She winced. “Yes. Her father is after her.”
He eyed her with great skepticism. “I didn’t think you knew who her father was.”
She didn’t know whether to be shocked, offended or pleased that he thought her capable of having an anonymous interlude.
For heaven’s sake, she’d only ever been kissed one time in her life. A regrettable evening out with Katie in Rome where she’d tried to enjoy the pulsing music in the club, but had instead felt overheated and on the verge of a seizure.
She’d danced with a man in a shiny shirt—and she even knew his name because she wouldn’t even dance with a man without an introduction—and he’d kissed her on the dance floor. It had been wet and he’d tasted of liquor and she’d feigned a headache after and taken a cab back to the hostel they’d been staying in.

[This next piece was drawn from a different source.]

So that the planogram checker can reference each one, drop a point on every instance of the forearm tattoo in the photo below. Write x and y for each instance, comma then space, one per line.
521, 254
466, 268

The idea of hooking up with someone, in a circumstance like that, made her want to peel her own skin off.
“Of course I know who he is. Unfortunately… The full implications of who he is did not become clear until later.”
“What does that mean?”
She could tell him the truth now, but something stopped her. Maybe it was admitting Isabella wasn’t her daughter, which always caught her in the chest and made her feel small. Like she’d stolen her and like what they had was potentially fragile, temporary and shaky.
Or maybe it was trust. Dante was a good man. Going off the fact he had rescued her from a fall, and helped her up when her knee was skinned, and bailed her out after her terrible humiliation in high school.
But to trust him with the truth was something she simply wasn’t brave enough to do.
Her life, Isabella’s life, was at risk, and she’d lied on live stream in front of the world.
Her bravery was tapped out.
“Her father is part of an organized crime family. Obviously something unknown to me at the time of her…you know. And he’s after her. He’s after us.”
“Are you telling me that you’re in actual danger?”
“Yes. And really, the only hope I have is convincing him that he isn’t actually the father.”
“And you think that will work?”
“It’s the only choice I have. I need your protection.”
He regarded her with dark, fathomless eyes, and yet again, she felt like he was peering at her as though she were a girl, and not a woman at all. A naughty child, in point of fact. Then something in his expression shifted.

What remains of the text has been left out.